Las estrategias de intervención planteadas en este documento al compararlas con otros estudios han reportado beneficios positivos en la población en cuanto a la promoción, prevención o tratamiento. Las intervenciones durante su planeación y ejecución deben estar adaptadas al contexto cultural del territorio, lo que hace necesario que durante su implementación los líderes y autoridades comunitarias participen27. Adicionalmente las intervenciones psicosociales y de salud integral deben estar acompañadas de estrategias para el mejoramiento de las condiciones de vida y mecanismos de protección y seguridad hacia la población16,20. Es fundamental reconocer que los mecanismos de afrontamiento sugeridos en las intervenciones psicosociales están relacionados con la construcción y fomento de la resiliencia, el componente intrapsíquico, el desarrollo de habilidades individuales y colectivas a partir de la autonomía; la reconstrucción de la identidad9, generación de ambientes familiares y escolares favorables y medidas de rehabilitación como las establecidas en el Programa de Atención Psicosocial y de Salud Integral a Victimas-PAPSIVI, sin perder de vista la necesidad de incluir de manera transversal el enfoque diferencial2,9,29.

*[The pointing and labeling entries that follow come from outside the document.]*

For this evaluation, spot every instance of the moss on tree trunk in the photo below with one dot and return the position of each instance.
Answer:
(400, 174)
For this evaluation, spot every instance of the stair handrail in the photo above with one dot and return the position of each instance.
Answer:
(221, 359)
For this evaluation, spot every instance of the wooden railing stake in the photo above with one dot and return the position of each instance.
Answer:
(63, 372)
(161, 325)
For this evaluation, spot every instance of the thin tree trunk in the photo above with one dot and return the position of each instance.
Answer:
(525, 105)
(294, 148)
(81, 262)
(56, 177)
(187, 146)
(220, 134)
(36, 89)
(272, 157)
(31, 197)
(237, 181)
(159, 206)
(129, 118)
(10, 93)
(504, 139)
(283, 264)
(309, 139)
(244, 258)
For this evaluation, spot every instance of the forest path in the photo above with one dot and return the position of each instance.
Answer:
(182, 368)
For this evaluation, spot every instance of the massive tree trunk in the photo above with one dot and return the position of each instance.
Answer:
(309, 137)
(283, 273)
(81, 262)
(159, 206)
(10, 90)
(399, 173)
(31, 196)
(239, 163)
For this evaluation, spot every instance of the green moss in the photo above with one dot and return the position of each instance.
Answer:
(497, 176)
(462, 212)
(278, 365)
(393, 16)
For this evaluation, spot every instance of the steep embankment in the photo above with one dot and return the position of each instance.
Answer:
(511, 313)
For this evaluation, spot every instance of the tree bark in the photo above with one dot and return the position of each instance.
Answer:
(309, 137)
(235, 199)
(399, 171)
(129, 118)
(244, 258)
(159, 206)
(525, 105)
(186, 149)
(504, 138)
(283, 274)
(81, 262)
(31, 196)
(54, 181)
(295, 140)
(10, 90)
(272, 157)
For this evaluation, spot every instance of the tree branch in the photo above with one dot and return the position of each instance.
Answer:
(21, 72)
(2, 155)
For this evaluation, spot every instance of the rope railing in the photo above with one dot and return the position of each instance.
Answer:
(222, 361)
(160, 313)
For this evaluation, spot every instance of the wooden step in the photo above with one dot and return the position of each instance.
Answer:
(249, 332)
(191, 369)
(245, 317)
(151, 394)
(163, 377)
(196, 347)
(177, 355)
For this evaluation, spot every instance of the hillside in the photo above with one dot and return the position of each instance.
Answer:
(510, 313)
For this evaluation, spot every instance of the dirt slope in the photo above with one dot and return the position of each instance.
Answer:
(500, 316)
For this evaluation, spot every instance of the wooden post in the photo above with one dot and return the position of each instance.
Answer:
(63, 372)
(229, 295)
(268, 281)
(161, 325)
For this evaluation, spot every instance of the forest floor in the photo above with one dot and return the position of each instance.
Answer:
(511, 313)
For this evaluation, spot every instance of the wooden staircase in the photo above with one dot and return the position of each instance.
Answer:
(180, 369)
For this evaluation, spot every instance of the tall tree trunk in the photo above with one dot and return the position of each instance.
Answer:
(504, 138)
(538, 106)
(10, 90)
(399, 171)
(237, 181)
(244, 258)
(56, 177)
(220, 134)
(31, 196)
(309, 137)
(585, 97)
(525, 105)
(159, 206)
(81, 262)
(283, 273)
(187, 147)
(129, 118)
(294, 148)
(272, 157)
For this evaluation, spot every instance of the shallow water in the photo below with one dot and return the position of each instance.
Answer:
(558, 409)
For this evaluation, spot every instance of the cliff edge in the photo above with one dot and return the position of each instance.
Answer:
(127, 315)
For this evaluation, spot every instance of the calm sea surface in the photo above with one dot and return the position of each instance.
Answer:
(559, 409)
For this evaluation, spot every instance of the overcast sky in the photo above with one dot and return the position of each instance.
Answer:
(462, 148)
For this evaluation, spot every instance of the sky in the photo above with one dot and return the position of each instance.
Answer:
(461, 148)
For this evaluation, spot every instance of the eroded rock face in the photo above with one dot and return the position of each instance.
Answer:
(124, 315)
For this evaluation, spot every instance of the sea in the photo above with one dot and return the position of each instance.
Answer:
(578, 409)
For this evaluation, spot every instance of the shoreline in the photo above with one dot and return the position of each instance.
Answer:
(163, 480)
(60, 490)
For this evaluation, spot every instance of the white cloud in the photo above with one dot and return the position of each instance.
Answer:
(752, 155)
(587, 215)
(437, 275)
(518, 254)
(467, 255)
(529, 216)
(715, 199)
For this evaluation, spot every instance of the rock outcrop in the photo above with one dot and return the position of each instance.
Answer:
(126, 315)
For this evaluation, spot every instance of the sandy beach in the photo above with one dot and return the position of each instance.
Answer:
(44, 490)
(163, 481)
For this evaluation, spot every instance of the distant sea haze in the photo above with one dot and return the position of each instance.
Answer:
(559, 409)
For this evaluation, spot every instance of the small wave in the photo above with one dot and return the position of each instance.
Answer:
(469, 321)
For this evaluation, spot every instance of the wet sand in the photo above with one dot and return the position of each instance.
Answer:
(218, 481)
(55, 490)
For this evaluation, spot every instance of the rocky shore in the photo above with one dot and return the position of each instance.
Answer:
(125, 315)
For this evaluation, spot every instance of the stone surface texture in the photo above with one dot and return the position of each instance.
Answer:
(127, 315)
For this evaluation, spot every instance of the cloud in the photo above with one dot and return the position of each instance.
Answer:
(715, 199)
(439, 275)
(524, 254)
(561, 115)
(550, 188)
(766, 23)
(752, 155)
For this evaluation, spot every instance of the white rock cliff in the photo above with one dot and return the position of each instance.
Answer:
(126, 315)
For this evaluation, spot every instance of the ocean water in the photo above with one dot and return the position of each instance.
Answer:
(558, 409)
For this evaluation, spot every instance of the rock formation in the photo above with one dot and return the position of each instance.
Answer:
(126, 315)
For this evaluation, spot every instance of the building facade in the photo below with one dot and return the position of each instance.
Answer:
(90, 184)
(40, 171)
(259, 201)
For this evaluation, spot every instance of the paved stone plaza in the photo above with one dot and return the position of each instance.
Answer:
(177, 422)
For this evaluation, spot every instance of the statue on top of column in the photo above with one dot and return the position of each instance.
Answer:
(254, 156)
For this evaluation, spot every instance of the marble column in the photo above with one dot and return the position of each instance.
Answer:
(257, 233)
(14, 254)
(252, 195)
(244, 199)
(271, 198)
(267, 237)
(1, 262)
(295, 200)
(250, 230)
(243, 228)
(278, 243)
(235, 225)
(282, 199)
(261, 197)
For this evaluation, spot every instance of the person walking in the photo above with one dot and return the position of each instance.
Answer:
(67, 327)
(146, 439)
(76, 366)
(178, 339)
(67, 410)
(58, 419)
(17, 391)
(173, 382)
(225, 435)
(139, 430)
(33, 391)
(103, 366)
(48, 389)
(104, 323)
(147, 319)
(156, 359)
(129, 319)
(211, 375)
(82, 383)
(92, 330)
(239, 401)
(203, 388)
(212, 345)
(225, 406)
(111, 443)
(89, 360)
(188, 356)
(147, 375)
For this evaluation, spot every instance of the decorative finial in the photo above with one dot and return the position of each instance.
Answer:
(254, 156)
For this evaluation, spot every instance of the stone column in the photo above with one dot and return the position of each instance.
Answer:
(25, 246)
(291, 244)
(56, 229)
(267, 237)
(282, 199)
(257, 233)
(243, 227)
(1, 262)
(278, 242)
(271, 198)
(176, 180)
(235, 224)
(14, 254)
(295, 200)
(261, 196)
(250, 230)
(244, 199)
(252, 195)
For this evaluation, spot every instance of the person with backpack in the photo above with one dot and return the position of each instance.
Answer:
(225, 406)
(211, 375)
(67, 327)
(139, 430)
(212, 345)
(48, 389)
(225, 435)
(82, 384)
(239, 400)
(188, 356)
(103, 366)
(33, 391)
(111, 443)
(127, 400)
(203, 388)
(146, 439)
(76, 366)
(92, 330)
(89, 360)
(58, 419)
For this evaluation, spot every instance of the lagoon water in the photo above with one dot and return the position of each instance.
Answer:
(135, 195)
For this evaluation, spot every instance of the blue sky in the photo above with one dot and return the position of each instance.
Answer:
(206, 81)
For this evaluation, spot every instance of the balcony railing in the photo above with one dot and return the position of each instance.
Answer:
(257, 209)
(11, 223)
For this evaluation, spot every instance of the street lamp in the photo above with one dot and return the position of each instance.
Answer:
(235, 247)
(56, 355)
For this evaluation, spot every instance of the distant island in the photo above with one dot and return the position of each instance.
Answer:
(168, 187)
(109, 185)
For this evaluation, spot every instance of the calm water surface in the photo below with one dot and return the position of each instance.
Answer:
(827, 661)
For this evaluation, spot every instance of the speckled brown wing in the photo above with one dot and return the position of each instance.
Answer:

Por último, es importante mencionar que este estudio de manera implícita muestra las limitaciones y dificultades que tienen las entidades gubernamentales nacionales, departamentales y municipales, las autoridades locales y el trabajo intersectorial, incluyendo el sector salud, para prevenir, atender, mitigar y paliar las afectaciones en salud asociadas a la violencia por el conflicto armado. Por otro lado, las limitaciones propias de este estudio están relacionadas con la no indagación del tiempo del diagnóstico de la enfermedad, que permitiera diferencias entre estadios agudos de los crónicos.
Conclusiones
La prevalencia del conflicto armado de este estudio fue del 80,0 %, evidenció el reto psicosocial del municipio para responder a las dimensiones del daño, desde la esfera individual, familiar, comunitaria a través de múltiples estrategias de intervención con equipos multidisciplinarios2.
El tipo de violencia a la que estuvieron expuestos, el tiempo de exposición y los episodios experimentados posteriores al tipo de violencia son hallazgos que permitieron postular la hipótesis de que a mayor tiempo sea la exposición al conflicto armado, mayores episodios o factores de riesgo experimentan los individuos.
Las intervenciones planteadas están orientadas hacia la atención psicosocial a nivel individual, familiar y comunitario con espacios de liberación de emociones y desarrollo de habilidades individuales y sociales, las cuales deben complementarse con acciones interinstitucionales e intersectoriales para el mejoramiento de los determinantes sociales de la salud de acuerdo con los lineamientos nacionales establecidos16.